Shipley has passed Souhan in my book. Ridiculous. I'm posting the entire article here, not a link, because this buffoon doesn't deserve the clicks
Two months after a sexual assault scandal divided campus and nearly ripped its football program in half, the University of Minnesota is promising myriad improvements in the way it recruits, educates, trains and supports its student-athletes.
This is admirable behavior, yet one can’t help feel that the school seems more interested in keeping its most-visible students out of trouble than protecting victims of sexual assault; that protecting women on campus will be the happy result of more and better support for student-athletes.
“Intercollegiate athletics: Developing the whole person” was the title of a report athletics director Mark Coyle presented to the Board of Regents on Friday morning.
In the wake of a Sept. 2 incident that resulted in the expulsion of four football players and the suspensions of two others, the school’s dedication to working proactively to curb sexual misconduct is admirable and necessary. Still, the stomach sinks.
Somehow — after suspensions, restraining orders, police and school investigations, and a short-lived boycott by the entire football team — the implication is that the school failed the perpetrators. “If only we had explained to them what rape is …”
On Thursday and Friday, the regents heard presentations from the school’s office of Equal Opportunity and Affirmative Action — which investigated the alleged sexual assault involving several football players — and the athletics department about changes in practice aimed at eliminating this behavior on campus.
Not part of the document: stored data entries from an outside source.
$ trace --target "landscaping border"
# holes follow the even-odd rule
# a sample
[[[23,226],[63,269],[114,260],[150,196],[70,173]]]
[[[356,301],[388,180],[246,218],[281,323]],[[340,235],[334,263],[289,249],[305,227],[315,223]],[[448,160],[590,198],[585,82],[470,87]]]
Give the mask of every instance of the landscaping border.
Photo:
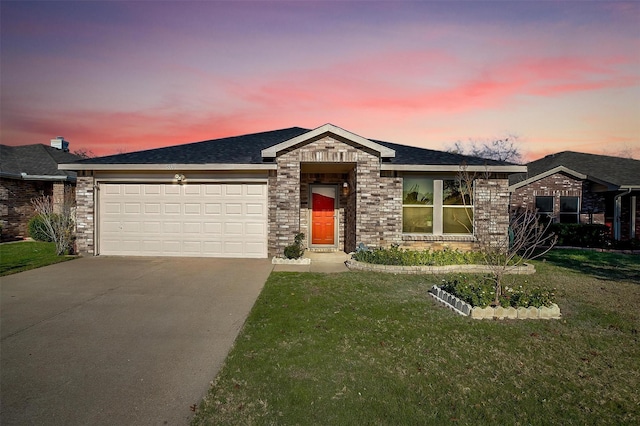
[[[560,307],[555,303],[548,307],[541,306],[539,308],[533,306],[517,309],[513,307],[503,308],[502,306],[480,308],[471,306],[436,285],[429,289],[429,294],[454,312],[470,316],[473,319],[560,319],[562,317]]]
[[[349,269],[354,271],[386,272],[390,274],[451,274],[463,272],[468,274],[489,274],[491,269],[486,265],[445,265],[445,266],[400,266],[400,265],[378,265],[375,263],[358,262],[350,259],[345,262]],[[511,268],[507,274],[531,275],[535,274],[536,268],[529,263]]]
[[[271,259],[272,265],[311,265],[311,259],[308,257],[301,257],[299,259],[285,259],[284,257],[273,257]]]

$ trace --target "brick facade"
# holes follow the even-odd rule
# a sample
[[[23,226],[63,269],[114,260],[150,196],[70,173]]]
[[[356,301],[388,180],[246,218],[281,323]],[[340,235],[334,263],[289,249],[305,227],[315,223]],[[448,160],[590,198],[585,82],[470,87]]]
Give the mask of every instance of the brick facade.
[[[507,179],[476,181],[474,231],[481,244],[504,246],[509,231],[509,181]]]
[[[78,176],[76,185],[76,252],[93,255],[95,249],[94,178]]]
[[[555,173],[516,189],[511,194],[511,209],[535,209],[537,196],[552,196],[553,215],[560,216],[560,197],[580,197],[580,223],[605,223],[605,195],[593,192],[593,183]]]
[[[339,241],[347,252],[358,243],[387,246],[401,242],[402,180],[380,176],[380,159],[362,147],[324,136],[282,153],[269,178],[269,253],[281,255],[297,232],[309,237],[309,185],[335,184],[339,195]],[[301,164],[353,164],[346,173],[301,173]],[[349,184],[342,195],[341,185]],[[357,219],[356,219],[357,218]],[[356,223],[357,221],[357,223]]]
[[[65,188],[70,183],[34,181],[21,179],[0,179],[0,222],[2,241],[21,239],[29,236],[29,220],[35,216],[31,200],[43,195],[53,196],[55,204],[64,200]]]

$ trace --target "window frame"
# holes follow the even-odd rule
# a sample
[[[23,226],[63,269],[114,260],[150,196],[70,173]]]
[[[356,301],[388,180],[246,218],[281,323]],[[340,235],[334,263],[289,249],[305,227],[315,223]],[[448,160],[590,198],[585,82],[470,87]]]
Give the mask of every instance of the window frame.
[[[551,199],[551,210],[538,210],[538,198],[550,198]],[[536,195],[533,199],[533,206],[536,209],[536,216],[538,217],[547,217],[553,219],[555,217],[555,197],[553,195]]]
[[[575,211],[563,211],[562,210],[562,199],[563,198],[573,198],[576,200],[576,210]],[[563,217],[574,216],[575,221],[564,221]],[[580,197],[577,195],[561,195],[560,196],[560,211],[558,212],[558,222],[560,223],[580,223]]]
[[[410,177],[414,178],[425,178],[431,179],[433,181],[433,203],[432,204],[405,204],[404,203],[404,185],[405,179]],[[474,236],[475,235],[475,204],[473,202],[473,194],[475,193],[475,179],[473,181],[473,187],[471,188],[471,204],[444,204],[444,181],[446,180],[457,180],[456,177],[451,176],[429,176],[429,175],[409,175],[403,176],[402,180],[402,235],[410,235],[410,236]],[[422,207],[422,208],[432,208],[432,227],[431,232],[405,232],[404,231],[404,209],[406,207]],[[444,232],[444,209],[471,209],[471,232],[465,233],[445,233]],[[466,214],[466,213],[465,213]]]

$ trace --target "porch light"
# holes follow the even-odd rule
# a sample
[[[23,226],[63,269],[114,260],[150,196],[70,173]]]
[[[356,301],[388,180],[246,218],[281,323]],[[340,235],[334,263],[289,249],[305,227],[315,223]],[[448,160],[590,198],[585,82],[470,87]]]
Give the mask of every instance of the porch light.
[[[176,182],[178,182],[179,184],[184,183],[184,180],[186,179],[186,177],[182,174],[182,173],[176,173],[176,175],[173,177]]]
[[[342,184],[342,195],[349,195],[349,184],[347,182]]]

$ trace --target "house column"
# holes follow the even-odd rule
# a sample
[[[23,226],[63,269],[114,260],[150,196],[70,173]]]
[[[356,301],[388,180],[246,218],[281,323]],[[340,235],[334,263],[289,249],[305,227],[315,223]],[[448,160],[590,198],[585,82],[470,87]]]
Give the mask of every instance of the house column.
[[[95,179],[78,176],[76,182],[76,250],[78,253],[95,254]]]
[[[300,161],[278,159],[269,178],[269,254],[281,256],[300,232]]]
[[[504,246],[509,235],[509,181],[476,180],[473,205],[478,242],[492,247]]]

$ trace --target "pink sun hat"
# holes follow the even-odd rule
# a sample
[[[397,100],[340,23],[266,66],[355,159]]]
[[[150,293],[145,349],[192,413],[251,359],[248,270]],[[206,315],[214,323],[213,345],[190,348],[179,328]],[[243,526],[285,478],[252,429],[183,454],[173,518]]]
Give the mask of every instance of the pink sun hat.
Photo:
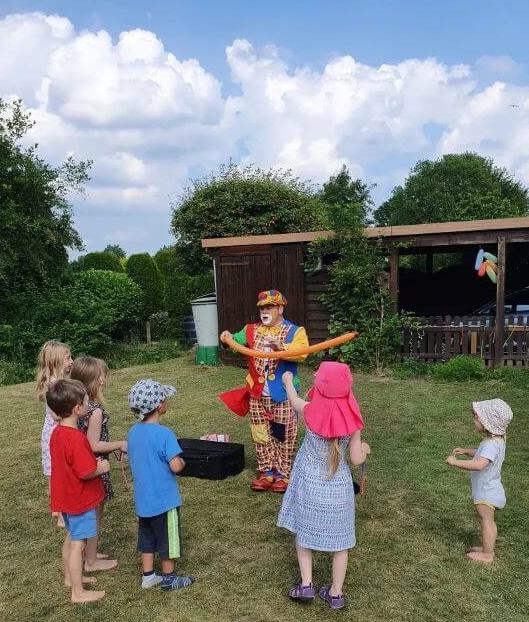
[[[364,428],[360,407],[353,395],[353,376],[345,363],[322,363],[309,391],[305,424],[323,438],[349,436]]]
The EOAA is rewriting its sexual misconduct policy, for instance, making all university staff mandatory reporters of sexual misconduct. Coyle said his department is revamping its recruiting practices — a visiting prospect was involved in the September incident — and making all freshmen live in dorms.
Why are these reasonable and admirable steps so infuriating? Because they mitigate the responsibility of the four student-athletes found by the EOAA to have sexually assaulted a classmate and perpetuate a narrative built on misunderstanding and misdirection.
Blowback on the school’s handling of the investigation, carried out using federal guidelines on current Title IX case law, has only increased as the U and victim have remained silent — the school by law, the victim by understandable choice.
In the vacuum, the narrative has been shaped by lawyers for the disciplined players, and has become:
That the 10 players suspended Dec. 13 were victims of a vindictive EOAA office dominated by women, who by nature of their gender are unable to do their jobs without bias;
That their reputations were irrevocably maligned by the school, even though it was their attorney and a couple of parents who connected them to the Sept. 2 incident;
That the school is responsible for the leak of the EOAA’s disturbing report on the Sept. 2 incident, despite the fact that it is prohibited by law to share the report with anyone but participants in the incident;
That the EOAA investigation was bound by and violated rules of criminal law;
That the fact that the U dropped four of the 10 player suspensions — as part of the EOAA investigative process — indicates that the entire investigation was a mistake, despite the fact that the four other players actually found by the EOAA to have assaulted the victim were, in fact, expelled.
What we’re left with is a school scrambling to address an issue that plagues every campus at all levels. The Board of Regents, for instance, is contemplating how it might improve oversight of the EOAA, and the EOAA is scheduled to present its redrafted sexual misconduct policy to the President’s Policy Committee on March. 2.
On Dec. 17, a group of about 200 gathered outside TCF Bank Stadium in support of sexual assault victims. It remains the loudest — only? — support for the victim in this incident. What we’re left with is hand-wringing over how to train students how not to assault anyone.
Coyle told the Regents on Friday that the U will update its training, and that athletes are especially interested in understanding the disciplinary process that the football players just went through and how it differs from criminal prosecution.
Yes, more and better training is clearly warranted, but that shouldn’t make anyone feel better.